Another possible cause can be friction from scratchy and uncomfortable accessories such as collars or harnesses. Ensure your cat’s accessories fit them well and don’t rub against their skin.
How Do I Care for a Cat with Skin Tags?
Skin tags usually don’t create complications or further issues for the affected cat. However, as we’ve mentioned, some cats experience mild discomfort or irritation due to these growths, so removing them can be an acceptable option. Never attempt to remove skin tags on your own—always seek advice from your veterinarian about dealing with skin tags on your cats.
Once you notice a skin tag on your cat for the first time, do not panic, you can monitor them for the first few weeks.
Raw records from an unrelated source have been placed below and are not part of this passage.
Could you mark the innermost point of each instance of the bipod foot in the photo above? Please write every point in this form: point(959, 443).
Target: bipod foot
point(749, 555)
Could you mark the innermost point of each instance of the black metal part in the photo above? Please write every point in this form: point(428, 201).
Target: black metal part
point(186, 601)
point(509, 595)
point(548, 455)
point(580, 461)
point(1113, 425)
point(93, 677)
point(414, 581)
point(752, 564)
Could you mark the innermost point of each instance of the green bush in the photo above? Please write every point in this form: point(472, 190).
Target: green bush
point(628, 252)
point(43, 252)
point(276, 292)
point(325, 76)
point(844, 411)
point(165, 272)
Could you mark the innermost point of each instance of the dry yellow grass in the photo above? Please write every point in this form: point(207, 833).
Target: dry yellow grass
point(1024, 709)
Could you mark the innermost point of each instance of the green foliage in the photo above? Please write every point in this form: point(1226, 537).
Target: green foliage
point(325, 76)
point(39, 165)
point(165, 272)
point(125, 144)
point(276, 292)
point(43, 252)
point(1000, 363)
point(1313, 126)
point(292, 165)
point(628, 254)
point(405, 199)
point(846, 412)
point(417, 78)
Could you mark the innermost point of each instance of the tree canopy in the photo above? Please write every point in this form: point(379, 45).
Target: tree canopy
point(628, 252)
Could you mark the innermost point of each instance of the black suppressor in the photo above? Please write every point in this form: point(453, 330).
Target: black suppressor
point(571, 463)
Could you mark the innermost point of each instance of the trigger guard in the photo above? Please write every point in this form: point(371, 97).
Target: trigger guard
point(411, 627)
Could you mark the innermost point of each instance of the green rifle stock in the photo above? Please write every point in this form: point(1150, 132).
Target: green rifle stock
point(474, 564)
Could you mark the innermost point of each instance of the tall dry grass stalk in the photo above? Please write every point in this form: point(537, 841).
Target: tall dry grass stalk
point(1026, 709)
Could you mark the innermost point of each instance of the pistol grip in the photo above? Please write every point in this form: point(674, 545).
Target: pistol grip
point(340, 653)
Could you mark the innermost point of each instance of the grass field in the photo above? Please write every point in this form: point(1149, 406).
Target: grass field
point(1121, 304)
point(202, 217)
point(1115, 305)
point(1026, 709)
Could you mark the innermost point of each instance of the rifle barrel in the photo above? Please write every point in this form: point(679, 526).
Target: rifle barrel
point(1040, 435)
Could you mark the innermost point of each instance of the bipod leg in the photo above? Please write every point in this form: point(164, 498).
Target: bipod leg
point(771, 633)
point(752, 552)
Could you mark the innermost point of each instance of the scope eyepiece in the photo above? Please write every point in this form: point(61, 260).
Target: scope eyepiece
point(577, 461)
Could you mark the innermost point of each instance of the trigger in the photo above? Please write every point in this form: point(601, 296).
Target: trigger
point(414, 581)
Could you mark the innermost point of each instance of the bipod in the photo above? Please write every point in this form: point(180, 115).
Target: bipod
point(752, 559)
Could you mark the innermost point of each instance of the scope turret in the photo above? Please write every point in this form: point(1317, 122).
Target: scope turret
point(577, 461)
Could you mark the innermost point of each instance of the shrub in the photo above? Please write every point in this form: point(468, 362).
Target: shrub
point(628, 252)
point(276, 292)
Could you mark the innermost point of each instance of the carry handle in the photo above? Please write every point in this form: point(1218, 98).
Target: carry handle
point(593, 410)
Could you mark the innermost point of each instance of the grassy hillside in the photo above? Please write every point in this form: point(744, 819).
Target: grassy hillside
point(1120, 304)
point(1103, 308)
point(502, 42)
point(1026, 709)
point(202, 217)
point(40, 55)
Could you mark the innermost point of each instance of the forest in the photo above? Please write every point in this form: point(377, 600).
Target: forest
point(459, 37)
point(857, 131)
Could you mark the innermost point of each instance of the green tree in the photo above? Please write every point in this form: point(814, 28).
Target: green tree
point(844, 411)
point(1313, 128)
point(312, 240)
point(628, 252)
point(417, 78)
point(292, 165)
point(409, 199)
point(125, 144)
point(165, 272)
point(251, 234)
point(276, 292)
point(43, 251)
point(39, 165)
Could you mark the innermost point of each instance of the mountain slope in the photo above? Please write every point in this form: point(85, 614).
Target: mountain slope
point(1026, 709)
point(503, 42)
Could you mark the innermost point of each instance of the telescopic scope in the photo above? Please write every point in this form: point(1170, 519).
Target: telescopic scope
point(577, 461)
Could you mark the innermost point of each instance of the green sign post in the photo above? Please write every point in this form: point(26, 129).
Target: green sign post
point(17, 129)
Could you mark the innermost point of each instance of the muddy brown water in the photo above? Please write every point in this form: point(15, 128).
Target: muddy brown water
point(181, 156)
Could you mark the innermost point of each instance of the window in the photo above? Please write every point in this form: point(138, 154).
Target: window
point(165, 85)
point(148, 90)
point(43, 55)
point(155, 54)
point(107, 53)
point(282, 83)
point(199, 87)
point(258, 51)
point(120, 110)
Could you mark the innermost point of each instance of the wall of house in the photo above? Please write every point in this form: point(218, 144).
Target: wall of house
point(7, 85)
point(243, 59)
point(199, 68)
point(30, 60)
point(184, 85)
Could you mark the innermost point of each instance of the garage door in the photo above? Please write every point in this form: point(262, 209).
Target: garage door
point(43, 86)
Take note of the skin tag’s location, color, size, texture, and shape. If these characteristics don’t change over the next few weeks, you can report them to your veterinarian on your next visit. However, if the growth begins changing drastically or rapidly, you may need a more urgent vet visit.
Even though these growths are benign, you will want to observe them and keep a close eye. Any changes on the skin should be reported to the vet, and they can advise you on your next step.
Frequently Asked Questions (FAQs)
What can you expect on your vet visit?
Once you take your cat to the veterinary clinic for a check-up, your veterinarian will thoroughly examine the skin growth. They will determine whether the skin tag is harmless and whether it needs to be removed. If your vet suspects the growth may be harmful, they may sample it and/or recommend its removal.
There are many measures to take to remove or manage skin tags, but home remedies are never an acceptable solution for this condition. Most home remedies are at high risk of causing complications such as excessive bleeding, scarring, skin damage, infections, and even treating other types of growths wrongly as skin tags.
After learning about skin tags, their cause, and the correct treatment, you’ll be much calmer if you find one on your cat. Since these growths are usually entirely harmless, you don’t need to panic. Your veterinarian will help you choose the right treatment plan, if one is needed at all. Make sure to check your cat’s body regularly so you can notice any changes in time and act accordingly.